Q : Quelle est la différence entre surprime additive et surprime multiplicative ?
En méthode additive, les pourcentages s'additionnent : +50 % tabac + +40 % santé = +90 % total, prime multipliée par 1,90. En méthode multiplicative, les coefficients se multiplient : 1,50 × 1,40 = 2,10, prime multipliée par 2,10. Sur un prêt de 300 000 €, la différence entre les deux méthodes peut atteindre 15 à 20 € par mois, soit plus de 3 600 € sur 15 ans.
Q : Peut-on contester une surprime d'assurance emprunteur ?
Oui. La première étape est de benchmarker votre surprime en comparant au moins trois devis sur le TAEA pour le même profil. Si l'écart est significatif, vous pouvez demander une ventilation par facteur, changer d'assureur via la délégation d'assurance (droit ouvert par la loi Lagarde 2010), ou saisir le médiateur de l'assurance si la réponse est insuffisante. Pour les surprimes médicales, la convention AERAS prévoit des plafonds spécifiques.
Q : La loi Lemoine supprime-t-elle toutes les surprimes ?
Non. La loi Lemoine supprime uniquement les surprimes médicales, et seulement pour les prêts dont le capital assuré ne dépasse pas 200 000 € et qui sont remboursés avant les 60 ans de l'emprunteur.

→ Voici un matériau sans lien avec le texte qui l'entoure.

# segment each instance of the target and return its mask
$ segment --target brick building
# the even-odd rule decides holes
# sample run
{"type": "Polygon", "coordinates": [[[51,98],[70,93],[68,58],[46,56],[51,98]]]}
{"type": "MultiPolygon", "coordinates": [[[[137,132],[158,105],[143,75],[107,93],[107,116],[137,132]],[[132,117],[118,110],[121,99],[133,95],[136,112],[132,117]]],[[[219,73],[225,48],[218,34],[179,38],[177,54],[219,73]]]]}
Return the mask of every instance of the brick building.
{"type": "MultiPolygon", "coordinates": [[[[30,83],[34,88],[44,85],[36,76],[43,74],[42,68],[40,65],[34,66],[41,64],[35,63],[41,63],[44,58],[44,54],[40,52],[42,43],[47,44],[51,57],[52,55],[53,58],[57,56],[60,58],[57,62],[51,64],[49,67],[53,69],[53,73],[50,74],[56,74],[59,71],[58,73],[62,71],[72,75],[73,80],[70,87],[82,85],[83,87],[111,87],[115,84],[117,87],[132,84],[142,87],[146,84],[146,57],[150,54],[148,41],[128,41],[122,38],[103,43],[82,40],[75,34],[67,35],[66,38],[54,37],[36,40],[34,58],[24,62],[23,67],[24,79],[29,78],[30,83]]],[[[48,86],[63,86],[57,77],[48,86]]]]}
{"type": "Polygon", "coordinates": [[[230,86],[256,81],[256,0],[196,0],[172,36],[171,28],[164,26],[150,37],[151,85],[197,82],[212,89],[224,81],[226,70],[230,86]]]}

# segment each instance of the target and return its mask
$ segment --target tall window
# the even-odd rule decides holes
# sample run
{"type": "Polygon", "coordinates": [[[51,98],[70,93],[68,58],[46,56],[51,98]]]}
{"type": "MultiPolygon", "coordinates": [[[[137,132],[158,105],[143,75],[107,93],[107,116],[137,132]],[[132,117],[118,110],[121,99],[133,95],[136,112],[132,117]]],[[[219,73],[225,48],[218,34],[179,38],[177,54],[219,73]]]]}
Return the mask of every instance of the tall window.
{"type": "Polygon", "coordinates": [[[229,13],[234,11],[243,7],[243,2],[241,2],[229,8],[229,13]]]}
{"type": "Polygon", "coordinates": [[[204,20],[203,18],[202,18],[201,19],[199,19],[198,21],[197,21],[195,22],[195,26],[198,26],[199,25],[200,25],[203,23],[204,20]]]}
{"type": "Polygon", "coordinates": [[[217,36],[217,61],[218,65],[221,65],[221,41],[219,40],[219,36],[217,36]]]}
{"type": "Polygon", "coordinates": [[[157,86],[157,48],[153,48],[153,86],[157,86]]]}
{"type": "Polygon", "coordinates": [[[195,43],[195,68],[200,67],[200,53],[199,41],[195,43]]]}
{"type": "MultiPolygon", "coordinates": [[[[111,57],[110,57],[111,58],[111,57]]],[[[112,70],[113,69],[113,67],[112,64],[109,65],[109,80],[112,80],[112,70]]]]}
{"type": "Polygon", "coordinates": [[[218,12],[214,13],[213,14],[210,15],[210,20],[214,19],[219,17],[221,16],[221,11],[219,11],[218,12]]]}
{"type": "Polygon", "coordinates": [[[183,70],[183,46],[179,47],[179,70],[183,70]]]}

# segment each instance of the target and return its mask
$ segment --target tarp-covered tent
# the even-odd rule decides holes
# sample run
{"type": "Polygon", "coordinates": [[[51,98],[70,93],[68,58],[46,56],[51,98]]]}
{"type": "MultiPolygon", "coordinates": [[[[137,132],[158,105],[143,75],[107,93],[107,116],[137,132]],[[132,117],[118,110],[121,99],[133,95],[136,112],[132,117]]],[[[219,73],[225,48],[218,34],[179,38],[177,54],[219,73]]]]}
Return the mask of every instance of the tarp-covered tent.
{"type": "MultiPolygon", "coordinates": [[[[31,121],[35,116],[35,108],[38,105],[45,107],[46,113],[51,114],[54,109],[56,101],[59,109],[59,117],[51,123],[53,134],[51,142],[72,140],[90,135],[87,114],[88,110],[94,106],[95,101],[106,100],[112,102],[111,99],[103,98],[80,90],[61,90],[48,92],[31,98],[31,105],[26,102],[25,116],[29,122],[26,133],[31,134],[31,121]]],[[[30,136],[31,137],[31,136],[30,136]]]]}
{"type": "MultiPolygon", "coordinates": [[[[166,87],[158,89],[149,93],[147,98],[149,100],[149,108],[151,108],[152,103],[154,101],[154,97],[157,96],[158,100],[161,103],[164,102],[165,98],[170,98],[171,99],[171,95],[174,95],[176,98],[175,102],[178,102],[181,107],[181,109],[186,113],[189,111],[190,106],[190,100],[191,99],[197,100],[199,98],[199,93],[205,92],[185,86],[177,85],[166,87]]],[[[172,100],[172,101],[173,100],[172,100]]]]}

Les surprimes liées au tabac, à la profession ou aux sports à risque continuent de s'appliquer : elles reposent sur des déclarations comportementales et professionnelles, pas sur un questionnaire médical.
Q : Pourquoi deux devis pour le même profil affichent-ils des montants si différents ?
Trois raisons principales. La méthode de cumul : additive ou multiplicative selon l'assureur. Les tables actuarielles internes : chaque assureur fixe ses coefficients de façon propriétaire, un même profil fumeur peut déclencher +40 % ici et +70 % ailleurs. La base de calcul : capital initial (prime stable) ou capital restant dû (prime décroissante). Ces trois variables expliquent des écarts de TAEA de 30 à 60 % pour le même profil.